Nearly every book I've read about disasters has had a common theme: They were probably preventable. Most of the non-natural disasters were directly caused (or at the very least helped along) by greed, negligence, or a combination of the two. Cutting corners to save money or time has been the cause of an untold number of deaths in our nation's history. And yet very rarely is anyone at the top ever punished--on occasion, a lower-level middle management type will end up as a scapegoat for whatever happened, but almost never does anyone who actually made the decisions wind up taking the heat. I thought I had almost reached a point where I could no longer be surprised.
Well, I was wrong. City on Fire: The Forgotten Disaster That Devastated a Town and Ignited a Landmark Legal Battle is the worst of the worst. It is both the worst disaster I think I have read about thus far AND the worst example of the danger of corporate (and governmental) greed and neglect I have encountered. This book made me want to puke--first from the descriptions of the injuries suffered by the people of Texas City, Texas, and then from the way they were treated by the people directly responsible for the disaster...their own government.

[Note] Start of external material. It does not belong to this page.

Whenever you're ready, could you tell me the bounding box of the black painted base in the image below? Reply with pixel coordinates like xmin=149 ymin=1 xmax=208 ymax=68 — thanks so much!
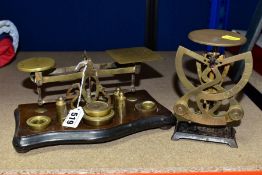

In 1947, Texas City was a booming coastal town. It was almost entirely made of huge chemical plants and smelting factories, and the harbor was the door all those chemicals exited to be distributed around the world. The most dangerous of all the substances that flowed through the little Texas town was ammonium nitrate. During WWII, the US government discovered the dual benefit of this compound--on one hand, it is a very powerful fertilizer. On the other, it is a lethal explosive. After the war was over, the US government--in an attempt to win over the people of Europe by providing them with a means to grow food--boosted the production and shipping of ammonium nitrate. Unfortunately, as in nearly every case I've read about so far, safety was pushed aside in favor of speed and low cost. One day in April of 1947, a ship carrying a large load of ammonium nitrate caught fire while docked. Despite the best efforts of the town's fire crew (left without a fire boat because they couldn't afford one--the huge companies that worked in Texas City had managed to avoid paying the city any taxes, so the town was nearly broke) the ship exploded, leveling half of the town. Another ship--also full of ammonium nitrate--also exploded, destroying the little that remained surrounding the harbor. Planes were knocked out of the sky, and the effects of the explosion were felt more than 150 miles away. The explosion was similar to the one that occurred in Halifax harbor in 1917, except in this case the survivors had to contend with the continued explosions and raging fires of the chemical plants--and water so full of toxins it couldn't be used on the fires for fear of making the worse.
Minutaglio begins his book by introducing the reader to several main characters--Bill Roach, an idealistic priest, Curtis Trehan, the young mayor of Texas City, Elizabeth Dalehite, the wife of a local sea captain, Ceary Johnson, an African-American longshoreman, and Walter Sandberg, a chemical company executive, as well as high school students, homemakers, and dock workers. He sets up the scene in Texas City, where "The Company" controls everything, and the poor African American and Latino populations live in slums. Then, he takes the reader through the explosion, giving the perspectives of each person. He continues on to the aftermath of the disaster, and then spends a relatively short time on the legal aspect of what happened--survivors of the disaster were the first US citizens to bring a class-action lawsuit against the United States government.
The descriptions of the explosion and its effects were gory and horrific. I definitely found myself feeling a little faint in one or two places, simply due to the graphic descriptions. The author has done a great job researching and making the reader feel like he or she is right in the middle of the story, suffering along with the people we've gotten to know in the early chapters. He details their struggles, and goes on to finish with a short epilogue to let you know their fates.
This is an amazing book, showcasing another piece of barely acknowledged American history. I had never heard about this until I stumbled across an article on it in Wikipedia, and was shocked that the largest industrial disaster on American soil could have been almost entirely forgotten. It is simply mind-boggling, and I think that everyone should read Minutaglio's book.